- Massachusetts Supreme Judicial Court Holds That Bad Foreclosure = Bad Title For Bona Fide Purchaser
- October 28, 2011 | Author: Sherwin F. Root
- Law Firm: Sheppard, Mullin, Richter & Hampton LLP - Los Angeles Office
The Massachusetts Supreme Judicial Court ruled this week that owners of property whose titles have been rendered defective due to improper foreclosures cannot bring a court action to clear their titles under the “try title” procedure in the Massachusetts Land Court. The Court, which in January found that banks can’t foreclose on a house if they don’t own the mortgage, went one step further in a closely watched case and said a sale after that foreclosure doesn’t transfer the property. Therefore, the buyer couldn’t bring his court action against a previous owner, the Court ruled. Left open, however, was whether owners could attempt to put their chains of title back together and conduct new foreclosure sales to clear their titles. Unfortunately, the Court did not provide the real estate community with any further guidance as to how best to resolve these complicated title defects.
The Court upheld a lower-court decision that said Francis J. Bevilacqua III, the buyer of residential property in Haverhill, Massachusetts (who apparently invested hundreds of thousands of dollars in the property, converting it into condominiums), never owned it because U.S. Bancorp foreclosed before it the mortgage was assigned to it by MERS. The Court also held that Bevilacqua lacked standing as a "bona fide good faith purchaser for value." This ruling could have implications in the foreclosure crisis, in which banks are accused of clouding home titles through sloppy transferring of mortgages.
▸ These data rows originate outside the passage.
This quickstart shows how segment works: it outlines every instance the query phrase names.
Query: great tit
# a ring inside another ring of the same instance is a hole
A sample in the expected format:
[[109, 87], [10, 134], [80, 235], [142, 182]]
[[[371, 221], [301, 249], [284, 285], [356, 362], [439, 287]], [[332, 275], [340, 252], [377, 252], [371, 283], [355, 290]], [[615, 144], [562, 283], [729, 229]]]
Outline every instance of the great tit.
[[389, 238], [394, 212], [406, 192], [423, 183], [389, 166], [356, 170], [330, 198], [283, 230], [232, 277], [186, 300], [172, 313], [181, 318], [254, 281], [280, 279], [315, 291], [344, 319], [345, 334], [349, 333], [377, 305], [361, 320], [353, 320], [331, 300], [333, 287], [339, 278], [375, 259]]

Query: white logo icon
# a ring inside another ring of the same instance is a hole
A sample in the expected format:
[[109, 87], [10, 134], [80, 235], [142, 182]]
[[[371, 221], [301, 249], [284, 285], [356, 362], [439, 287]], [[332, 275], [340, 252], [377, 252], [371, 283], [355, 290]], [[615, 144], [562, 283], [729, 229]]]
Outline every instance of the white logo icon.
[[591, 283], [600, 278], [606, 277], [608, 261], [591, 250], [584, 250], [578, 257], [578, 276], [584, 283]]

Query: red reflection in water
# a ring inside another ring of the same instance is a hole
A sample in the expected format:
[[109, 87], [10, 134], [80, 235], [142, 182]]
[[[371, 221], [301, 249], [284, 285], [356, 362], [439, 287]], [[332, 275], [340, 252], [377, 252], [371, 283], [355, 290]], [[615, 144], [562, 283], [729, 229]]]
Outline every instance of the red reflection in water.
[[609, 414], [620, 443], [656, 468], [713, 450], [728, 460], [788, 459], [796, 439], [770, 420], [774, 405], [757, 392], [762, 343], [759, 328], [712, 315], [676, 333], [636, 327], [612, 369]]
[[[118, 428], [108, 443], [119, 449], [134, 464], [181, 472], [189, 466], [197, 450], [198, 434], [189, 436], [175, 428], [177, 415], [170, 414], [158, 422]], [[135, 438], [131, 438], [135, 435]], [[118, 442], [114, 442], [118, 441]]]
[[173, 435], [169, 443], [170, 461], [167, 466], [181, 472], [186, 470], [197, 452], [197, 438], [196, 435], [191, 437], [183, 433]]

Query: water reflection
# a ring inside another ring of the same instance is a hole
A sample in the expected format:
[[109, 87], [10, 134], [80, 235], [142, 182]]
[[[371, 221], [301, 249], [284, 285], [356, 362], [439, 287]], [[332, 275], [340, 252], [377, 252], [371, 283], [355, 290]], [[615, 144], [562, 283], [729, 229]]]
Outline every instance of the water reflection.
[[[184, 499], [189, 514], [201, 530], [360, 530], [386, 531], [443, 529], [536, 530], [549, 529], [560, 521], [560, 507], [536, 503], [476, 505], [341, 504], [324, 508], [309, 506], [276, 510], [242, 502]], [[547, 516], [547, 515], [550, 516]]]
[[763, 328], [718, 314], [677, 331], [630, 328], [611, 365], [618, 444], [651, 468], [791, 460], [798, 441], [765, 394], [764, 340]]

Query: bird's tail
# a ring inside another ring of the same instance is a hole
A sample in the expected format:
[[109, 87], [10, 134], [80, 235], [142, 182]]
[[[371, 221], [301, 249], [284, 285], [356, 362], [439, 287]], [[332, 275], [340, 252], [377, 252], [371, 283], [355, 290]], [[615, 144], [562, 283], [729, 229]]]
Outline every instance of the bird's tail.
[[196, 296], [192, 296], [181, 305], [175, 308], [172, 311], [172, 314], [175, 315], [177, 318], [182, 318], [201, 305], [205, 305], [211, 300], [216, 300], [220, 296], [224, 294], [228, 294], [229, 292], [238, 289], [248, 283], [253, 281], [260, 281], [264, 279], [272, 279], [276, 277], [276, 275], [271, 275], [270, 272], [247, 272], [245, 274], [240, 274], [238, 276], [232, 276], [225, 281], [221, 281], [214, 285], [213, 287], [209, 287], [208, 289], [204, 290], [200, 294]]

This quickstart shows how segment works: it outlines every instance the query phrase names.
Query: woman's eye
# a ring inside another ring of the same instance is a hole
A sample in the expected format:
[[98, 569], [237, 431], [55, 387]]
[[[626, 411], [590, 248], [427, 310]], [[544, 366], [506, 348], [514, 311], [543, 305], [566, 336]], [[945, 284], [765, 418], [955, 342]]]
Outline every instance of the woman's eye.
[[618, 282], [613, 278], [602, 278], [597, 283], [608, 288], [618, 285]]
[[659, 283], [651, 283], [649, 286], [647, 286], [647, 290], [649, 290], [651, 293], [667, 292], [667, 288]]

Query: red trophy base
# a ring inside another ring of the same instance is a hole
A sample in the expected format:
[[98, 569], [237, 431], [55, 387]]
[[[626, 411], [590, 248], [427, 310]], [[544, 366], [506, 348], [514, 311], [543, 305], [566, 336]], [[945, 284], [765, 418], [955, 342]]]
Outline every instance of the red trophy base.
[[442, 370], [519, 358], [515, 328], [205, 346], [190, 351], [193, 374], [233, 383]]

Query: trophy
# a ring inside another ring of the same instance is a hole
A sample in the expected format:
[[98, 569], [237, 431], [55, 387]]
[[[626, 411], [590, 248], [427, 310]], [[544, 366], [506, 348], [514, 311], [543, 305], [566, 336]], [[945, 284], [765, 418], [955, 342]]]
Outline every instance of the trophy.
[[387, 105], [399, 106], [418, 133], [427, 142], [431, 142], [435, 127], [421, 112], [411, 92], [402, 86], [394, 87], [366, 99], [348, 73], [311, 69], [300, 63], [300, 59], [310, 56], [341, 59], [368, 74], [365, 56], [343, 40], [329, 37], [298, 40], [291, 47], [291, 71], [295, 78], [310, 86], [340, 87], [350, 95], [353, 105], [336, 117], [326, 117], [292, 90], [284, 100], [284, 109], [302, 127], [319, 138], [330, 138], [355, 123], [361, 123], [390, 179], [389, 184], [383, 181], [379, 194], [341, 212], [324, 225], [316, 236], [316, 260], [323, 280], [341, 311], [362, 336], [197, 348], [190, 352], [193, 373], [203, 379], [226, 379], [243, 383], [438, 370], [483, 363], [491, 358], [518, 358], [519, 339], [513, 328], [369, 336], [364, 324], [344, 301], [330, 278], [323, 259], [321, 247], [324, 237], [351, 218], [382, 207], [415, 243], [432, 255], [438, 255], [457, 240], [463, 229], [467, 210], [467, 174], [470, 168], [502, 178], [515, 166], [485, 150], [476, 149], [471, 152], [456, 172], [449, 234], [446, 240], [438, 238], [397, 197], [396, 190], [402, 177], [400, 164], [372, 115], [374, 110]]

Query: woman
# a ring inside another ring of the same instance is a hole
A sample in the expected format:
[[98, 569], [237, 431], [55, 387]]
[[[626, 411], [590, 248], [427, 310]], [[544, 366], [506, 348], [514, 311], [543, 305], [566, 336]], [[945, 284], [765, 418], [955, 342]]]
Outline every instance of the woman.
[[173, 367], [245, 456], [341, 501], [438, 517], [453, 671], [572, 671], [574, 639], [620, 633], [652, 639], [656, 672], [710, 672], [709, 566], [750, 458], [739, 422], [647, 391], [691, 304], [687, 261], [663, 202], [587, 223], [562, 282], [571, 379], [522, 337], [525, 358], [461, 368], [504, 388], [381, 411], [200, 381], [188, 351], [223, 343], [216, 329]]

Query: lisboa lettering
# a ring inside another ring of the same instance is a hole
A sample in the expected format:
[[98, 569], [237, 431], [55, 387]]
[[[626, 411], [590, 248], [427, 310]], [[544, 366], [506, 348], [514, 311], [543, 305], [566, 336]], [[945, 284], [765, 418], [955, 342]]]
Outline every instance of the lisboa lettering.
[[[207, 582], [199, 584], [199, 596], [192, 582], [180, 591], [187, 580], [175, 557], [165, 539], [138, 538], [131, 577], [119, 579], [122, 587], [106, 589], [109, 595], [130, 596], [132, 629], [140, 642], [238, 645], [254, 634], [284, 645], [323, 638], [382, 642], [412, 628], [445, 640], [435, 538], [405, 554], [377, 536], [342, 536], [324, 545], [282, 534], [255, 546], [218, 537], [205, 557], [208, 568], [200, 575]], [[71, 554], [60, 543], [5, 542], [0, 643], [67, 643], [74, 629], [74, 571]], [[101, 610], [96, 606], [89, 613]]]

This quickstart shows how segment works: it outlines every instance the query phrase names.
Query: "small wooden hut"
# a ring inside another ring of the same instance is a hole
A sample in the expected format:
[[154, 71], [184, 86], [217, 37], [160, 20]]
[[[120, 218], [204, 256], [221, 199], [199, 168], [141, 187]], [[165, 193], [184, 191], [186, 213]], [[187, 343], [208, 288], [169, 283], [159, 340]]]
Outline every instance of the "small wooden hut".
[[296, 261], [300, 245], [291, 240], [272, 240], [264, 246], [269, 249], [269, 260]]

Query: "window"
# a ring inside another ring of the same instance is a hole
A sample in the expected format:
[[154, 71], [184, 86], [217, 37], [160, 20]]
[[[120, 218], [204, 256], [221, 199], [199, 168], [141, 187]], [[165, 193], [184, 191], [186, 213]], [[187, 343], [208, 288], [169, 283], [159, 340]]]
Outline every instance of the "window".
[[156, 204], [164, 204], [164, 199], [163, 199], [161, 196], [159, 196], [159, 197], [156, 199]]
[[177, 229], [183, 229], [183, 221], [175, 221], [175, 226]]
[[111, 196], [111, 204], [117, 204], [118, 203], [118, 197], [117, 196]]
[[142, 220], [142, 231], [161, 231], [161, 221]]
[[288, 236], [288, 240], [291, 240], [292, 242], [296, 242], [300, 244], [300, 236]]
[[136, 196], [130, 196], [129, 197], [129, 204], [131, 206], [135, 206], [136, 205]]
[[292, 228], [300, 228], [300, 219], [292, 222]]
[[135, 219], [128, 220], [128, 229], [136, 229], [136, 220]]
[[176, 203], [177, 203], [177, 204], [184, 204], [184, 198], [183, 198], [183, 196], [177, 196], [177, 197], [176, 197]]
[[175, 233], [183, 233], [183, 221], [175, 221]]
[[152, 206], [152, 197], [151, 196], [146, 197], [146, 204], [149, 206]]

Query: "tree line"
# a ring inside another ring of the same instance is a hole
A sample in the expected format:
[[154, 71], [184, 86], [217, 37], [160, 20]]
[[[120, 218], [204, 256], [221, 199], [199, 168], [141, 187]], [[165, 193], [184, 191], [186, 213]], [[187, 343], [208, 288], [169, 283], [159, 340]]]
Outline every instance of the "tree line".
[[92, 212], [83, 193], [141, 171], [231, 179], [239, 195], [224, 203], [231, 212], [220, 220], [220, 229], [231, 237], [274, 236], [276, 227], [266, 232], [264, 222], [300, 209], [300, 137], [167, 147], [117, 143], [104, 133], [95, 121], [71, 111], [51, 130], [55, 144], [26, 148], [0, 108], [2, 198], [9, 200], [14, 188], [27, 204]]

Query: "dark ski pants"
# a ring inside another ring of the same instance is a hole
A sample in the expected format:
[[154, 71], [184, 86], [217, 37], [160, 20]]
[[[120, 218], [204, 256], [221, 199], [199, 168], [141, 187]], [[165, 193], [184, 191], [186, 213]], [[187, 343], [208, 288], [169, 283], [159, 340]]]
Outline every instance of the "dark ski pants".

“By alleging that U.S. Bank was not the assignee of the mortgage at the time of the purported foreclosure, Bevilacqua is necessarily asserting that the power of sale was not complied with, that the purported sale was invalid, and that his grantor’s title was defective,” the Court wrote. “In light of its defective title, the intention of U.S. Bank to transfer the property to Bevilacqua is irrelevant and he cannot have become the owner of the property pursuant to the quitclaim deed.”
While the long term implications of this case on the Massachusetts real estate market are certainly ominous, buyers in other jurisdictions need to also consider the potential implications of this case. If the Court's ruling were to be adopted by other state courts, any purchaser of property at a foreclosure sale or as REO property directly from a bank, will need to examine (or hire someone to examine) a preliminary title report for the property prior to completing the purchase, in order to determine that the chain of title on the property is proper. What's more, this concern could extend to anyone who is purchasing property that was sold at any time at a foreclosure sale or as REO property. Mr. Bevilacqua was in the process of converting his property to condominiums. What if he had sold the condominiums? Would the purchasers also have faulty title? Based on the Court's analysis, it is difficult to come up with an answer other than yes.
This decision is to be contrasted with the Ninth Circuit's decision in Cervantes v. Countrywide Home Loans, Inc., which was discussed in our most recent blog. Unlike the Massachusetts decision, the Ninth Circuit appeared to honor substance over form and take the equities into account in making its decision.
Bevilacqua v. Rodriguez, 10880, Supreme Judicial Court of Massachusetts (Boston).